AR: Vamos dizer que sim. Vim para o mundo das letras, porque alguém me ajudou, me deu a mão e essa pessoa foi a professora Isabel Sodré, da minha escola técnica do Brasil, que olhou para os meus trabalhos e me ajudou a fazer uma revisão na minha escrita e aprendi muito com todo esse processo. Esse pequeno romance depois foi publicado numa pequena feira tecnológica, quando tinha 15 anos, mas posso dizer que este foi o primeiro livro a sério, esta é a minha primeira obra.

A conspiração dos fidalgos é tudo o que sonhou? Não tem mais nada a acrescentar? Ou retirar?

AR: É muito difícil de dizer se há mais alguma coisa para acrescentar ou retirar, como já disse, o livro é como eu imaginava. Até para a capa eu já tinha uma ideia pré-concebida e quando a editora a produziu estava um tanto quanto apreensivo, mas depois fiquei muito surpreendido com o resultado final, fiquei muito tranquilo quando a vi, tem um arranjo muito simples e de muito bom gosto. Não sei se tenho esse distanciamento, até porque estou a trabalhar em algo diferente já olho para atrás e penso, estou numa outra onda. Não sei se algum dia serei daqueles que renegam a obra, tenho é um carinho imenso pelo livro, é como se fosse um filhote.

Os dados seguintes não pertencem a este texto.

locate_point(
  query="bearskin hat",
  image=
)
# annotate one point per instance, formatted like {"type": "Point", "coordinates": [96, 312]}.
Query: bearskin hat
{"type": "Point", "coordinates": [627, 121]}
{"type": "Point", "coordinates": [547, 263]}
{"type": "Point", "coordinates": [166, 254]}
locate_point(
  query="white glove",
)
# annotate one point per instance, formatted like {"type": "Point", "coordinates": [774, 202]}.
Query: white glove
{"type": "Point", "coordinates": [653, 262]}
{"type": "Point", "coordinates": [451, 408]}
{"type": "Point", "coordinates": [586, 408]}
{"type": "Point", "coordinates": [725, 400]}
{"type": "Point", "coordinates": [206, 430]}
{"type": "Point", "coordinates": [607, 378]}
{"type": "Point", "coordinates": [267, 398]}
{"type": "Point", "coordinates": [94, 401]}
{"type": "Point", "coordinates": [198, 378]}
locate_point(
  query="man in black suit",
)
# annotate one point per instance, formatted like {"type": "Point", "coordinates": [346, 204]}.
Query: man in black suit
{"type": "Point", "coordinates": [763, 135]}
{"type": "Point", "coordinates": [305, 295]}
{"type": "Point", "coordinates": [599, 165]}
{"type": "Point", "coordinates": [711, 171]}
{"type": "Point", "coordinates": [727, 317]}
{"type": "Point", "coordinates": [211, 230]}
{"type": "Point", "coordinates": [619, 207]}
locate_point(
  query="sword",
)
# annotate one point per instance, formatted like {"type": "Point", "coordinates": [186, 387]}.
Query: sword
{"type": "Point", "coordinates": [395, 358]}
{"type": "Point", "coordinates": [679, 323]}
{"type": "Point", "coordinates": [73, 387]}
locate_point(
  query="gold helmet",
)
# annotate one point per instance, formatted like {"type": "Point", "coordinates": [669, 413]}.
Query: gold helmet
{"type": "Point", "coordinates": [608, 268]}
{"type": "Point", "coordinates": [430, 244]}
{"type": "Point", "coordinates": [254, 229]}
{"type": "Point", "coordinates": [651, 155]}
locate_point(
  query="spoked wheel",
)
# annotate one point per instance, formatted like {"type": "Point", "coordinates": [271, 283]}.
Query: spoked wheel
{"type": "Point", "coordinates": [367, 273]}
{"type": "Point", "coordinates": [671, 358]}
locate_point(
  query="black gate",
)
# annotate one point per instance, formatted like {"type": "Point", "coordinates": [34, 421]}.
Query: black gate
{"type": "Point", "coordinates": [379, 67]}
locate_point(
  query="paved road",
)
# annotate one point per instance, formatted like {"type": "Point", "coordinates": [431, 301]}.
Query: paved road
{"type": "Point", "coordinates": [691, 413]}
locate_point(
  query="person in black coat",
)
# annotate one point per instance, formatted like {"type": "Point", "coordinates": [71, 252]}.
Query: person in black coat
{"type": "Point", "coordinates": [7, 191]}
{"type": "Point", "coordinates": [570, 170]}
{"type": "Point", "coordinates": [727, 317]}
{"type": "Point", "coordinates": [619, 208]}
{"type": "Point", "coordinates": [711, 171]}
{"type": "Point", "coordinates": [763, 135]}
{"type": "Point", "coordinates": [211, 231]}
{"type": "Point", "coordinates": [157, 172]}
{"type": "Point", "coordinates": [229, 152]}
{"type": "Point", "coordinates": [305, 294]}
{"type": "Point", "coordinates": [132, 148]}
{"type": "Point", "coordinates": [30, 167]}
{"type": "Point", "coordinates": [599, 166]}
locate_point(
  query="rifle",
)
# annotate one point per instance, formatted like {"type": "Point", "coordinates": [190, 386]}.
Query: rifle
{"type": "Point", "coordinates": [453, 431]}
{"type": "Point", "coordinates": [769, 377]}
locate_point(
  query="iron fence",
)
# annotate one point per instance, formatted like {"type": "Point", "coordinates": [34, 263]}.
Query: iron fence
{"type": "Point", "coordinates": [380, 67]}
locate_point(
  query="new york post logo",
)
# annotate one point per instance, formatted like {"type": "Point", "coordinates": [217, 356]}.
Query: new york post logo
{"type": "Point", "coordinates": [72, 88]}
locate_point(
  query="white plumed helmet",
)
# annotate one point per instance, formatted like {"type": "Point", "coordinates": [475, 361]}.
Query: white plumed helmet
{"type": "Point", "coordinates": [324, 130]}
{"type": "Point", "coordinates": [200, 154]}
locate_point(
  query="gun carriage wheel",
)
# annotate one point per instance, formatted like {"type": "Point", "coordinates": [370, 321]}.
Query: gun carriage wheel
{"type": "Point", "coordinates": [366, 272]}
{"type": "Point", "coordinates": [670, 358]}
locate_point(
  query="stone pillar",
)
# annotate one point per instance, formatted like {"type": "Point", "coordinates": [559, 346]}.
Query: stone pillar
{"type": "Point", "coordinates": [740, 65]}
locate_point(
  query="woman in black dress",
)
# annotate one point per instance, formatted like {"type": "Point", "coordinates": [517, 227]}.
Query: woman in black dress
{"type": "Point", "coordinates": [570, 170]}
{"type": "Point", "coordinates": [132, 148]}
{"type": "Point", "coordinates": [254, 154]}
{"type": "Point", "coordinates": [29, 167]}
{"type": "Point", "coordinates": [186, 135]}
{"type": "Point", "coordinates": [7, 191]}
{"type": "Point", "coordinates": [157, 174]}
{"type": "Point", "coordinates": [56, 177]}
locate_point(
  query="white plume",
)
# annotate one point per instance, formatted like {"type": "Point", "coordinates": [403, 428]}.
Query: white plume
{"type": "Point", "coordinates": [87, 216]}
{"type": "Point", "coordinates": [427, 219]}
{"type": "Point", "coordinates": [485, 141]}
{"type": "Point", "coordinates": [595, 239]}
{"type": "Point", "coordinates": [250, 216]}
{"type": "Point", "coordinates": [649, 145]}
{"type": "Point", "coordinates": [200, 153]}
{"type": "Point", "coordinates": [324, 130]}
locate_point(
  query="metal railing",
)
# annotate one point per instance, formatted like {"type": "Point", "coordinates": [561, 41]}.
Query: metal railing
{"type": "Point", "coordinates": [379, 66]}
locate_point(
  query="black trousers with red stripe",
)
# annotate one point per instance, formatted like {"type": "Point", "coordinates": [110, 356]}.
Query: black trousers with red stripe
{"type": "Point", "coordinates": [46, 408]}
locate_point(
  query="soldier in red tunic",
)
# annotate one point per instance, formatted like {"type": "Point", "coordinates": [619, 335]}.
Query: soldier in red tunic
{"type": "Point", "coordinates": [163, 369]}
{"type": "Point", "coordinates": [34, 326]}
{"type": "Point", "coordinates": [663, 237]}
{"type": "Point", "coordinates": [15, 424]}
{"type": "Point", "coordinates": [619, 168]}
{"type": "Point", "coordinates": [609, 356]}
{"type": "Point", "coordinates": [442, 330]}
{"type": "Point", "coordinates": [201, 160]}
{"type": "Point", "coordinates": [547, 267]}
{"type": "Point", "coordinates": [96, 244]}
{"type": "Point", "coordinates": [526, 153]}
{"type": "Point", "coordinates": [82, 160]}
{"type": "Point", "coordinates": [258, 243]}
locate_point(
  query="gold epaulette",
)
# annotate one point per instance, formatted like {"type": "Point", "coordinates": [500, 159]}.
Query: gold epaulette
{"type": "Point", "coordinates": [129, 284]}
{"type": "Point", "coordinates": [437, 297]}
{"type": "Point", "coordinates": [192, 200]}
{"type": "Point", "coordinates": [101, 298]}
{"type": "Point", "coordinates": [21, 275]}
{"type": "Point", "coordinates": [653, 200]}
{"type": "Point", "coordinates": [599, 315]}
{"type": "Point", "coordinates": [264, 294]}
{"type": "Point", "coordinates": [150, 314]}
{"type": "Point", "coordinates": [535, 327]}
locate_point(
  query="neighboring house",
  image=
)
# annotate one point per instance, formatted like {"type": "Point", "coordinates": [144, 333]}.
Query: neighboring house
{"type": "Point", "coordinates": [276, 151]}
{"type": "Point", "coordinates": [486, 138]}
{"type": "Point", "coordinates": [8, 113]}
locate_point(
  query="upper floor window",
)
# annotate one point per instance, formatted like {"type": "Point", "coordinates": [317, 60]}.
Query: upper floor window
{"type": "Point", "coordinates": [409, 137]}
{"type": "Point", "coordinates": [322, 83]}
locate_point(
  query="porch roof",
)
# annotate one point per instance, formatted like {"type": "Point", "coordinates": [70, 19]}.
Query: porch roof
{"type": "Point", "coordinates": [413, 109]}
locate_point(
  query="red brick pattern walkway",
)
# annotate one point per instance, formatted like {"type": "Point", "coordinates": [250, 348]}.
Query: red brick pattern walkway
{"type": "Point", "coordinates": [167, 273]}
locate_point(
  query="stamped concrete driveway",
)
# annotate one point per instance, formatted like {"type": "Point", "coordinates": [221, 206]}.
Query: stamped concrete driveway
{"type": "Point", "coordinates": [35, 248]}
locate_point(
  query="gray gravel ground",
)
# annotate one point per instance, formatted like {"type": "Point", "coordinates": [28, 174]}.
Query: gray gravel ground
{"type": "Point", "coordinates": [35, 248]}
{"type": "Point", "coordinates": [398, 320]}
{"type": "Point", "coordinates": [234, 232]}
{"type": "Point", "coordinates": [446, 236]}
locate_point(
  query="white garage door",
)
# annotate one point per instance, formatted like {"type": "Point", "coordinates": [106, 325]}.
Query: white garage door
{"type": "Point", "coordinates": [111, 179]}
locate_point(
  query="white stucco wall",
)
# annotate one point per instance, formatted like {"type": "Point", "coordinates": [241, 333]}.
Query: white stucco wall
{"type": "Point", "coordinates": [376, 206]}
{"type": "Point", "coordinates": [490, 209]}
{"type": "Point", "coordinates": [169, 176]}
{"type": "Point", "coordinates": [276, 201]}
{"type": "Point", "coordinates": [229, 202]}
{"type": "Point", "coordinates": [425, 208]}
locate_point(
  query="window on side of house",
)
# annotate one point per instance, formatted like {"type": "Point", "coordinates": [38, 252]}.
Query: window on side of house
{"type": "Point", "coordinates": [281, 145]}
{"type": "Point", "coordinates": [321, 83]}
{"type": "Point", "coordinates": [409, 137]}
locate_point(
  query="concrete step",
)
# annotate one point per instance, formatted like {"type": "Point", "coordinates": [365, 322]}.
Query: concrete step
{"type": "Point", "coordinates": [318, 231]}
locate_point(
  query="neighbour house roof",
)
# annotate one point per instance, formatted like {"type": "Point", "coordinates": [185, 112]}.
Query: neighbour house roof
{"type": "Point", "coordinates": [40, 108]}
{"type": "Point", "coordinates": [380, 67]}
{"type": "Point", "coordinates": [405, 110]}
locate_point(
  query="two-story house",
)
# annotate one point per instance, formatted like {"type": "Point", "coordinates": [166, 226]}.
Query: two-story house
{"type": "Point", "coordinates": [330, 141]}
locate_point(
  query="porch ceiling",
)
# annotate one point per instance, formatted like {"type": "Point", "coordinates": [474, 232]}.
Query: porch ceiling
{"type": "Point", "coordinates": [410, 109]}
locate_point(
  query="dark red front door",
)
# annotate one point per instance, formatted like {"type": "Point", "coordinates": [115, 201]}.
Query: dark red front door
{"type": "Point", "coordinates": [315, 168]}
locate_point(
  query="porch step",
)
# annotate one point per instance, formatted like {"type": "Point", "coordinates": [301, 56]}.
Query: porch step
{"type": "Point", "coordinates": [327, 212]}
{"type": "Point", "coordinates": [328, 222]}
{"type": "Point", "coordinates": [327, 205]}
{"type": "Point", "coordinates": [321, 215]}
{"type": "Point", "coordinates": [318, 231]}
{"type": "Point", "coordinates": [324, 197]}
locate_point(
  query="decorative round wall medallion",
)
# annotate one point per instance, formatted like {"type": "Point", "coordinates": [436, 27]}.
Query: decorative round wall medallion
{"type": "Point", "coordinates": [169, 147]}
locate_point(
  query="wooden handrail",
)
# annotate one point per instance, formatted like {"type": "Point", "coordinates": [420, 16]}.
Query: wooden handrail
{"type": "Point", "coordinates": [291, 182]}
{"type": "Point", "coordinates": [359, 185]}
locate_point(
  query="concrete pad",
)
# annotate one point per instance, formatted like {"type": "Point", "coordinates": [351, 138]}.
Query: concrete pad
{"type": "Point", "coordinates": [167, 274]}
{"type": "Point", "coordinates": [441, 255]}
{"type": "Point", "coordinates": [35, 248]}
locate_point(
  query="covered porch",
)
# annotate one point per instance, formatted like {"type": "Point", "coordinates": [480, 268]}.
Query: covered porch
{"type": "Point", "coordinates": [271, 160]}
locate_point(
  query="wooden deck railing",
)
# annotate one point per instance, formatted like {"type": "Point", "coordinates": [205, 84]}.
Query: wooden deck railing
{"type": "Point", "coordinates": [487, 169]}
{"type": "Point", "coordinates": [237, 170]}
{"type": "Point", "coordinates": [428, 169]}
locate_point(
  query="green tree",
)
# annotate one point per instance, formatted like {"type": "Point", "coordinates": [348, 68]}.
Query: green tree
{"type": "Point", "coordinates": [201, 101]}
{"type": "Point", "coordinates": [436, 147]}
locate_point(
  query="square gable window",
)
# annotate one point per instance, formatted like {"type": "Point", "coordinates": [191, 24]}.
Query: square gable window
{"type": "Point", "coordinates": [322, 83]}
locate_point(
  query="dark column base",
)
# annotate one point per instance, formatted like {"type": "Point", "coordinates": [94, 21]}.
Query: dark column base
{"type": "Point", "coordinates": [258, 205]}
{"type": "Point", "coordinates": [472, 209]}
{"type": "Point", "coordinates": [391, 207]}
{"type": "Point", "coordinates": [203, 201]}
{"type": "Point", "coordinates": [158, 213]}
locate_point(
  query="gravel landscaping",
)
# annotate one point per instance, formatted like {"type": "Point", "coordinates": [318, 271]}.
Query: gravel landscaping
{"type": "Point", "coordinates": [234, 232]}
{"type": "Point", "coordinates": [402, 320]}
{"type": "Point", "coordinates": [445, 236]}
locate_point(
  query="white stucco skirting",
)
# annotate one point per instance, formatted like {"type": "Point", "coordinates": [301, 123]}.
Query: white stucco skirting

Disse que esta a desenvolver um novo trabalho, é um novo romance histórico?

AR: Sim será um romance histórico, não tão profundamente vincado como "a conspiração dos fidalgos", mas por vontade própria meti-me num covil de vespas que é escrever sobre a temática da guerra civil espanhola. É muito difícil escrever sobre esta época, porque é um tempo de extremos e eu quero misturar aqui um pouco do ensaio e do romance histórico. Tenho procurado transportar esta visão dos tempos, através de uma percepção crítica. Terá duas histórias, uma mais actual e a outra que nos remete para essa altura, haverá uma interconexão através das personagens e aparece mais uma vez o lado místico.

Será um livro para editar já no próximo ano?

AR; Não tenho uma data certa, escrevo e pesquiso quando o tempo me permite. É difícil conciliar a escrita com a minha profissional. "A conspiração dos fidalgos" foi escrita durante cinco meses, foi uma época difícil, eu trabalhava numa fábrica de Vila do Conde, na Quimonda que fechou e como estive parado nesse tempo, achei que era uma oportunidade para escrever, estive o tempo inteiro envolvido nesse projecto, sem parar. Actualmente é mais difícil quando se esta a trabalhar, o tempo que utilizo é o excedente, funciona por paixão, só se faz isto porque se gosta. Hoje em dia é muito difícil viver deste ofício, são raras as excepções.

Se pudesse optar deixava a engenharia e ficava-se pela escrita? Ou mantinha sempre estes dois mundos paralelos?

AR: Eu acho que mantinha os dois mundos, porque é-me muito difícil não estar sentado em frente ao computador, acabámos dragados pelo nosso ofício. Eu sou uma criatura de dois mundos, seria difícil separar.

Qual é o seu género literário preferido?

AR: O romance histórico e o ensaio. Agora tenho imensos livros sobre a guerra civil espanhola, embora o literário esteja muito presente, com o Eça e José Luiz do Rego. Sou um prosador por natureza.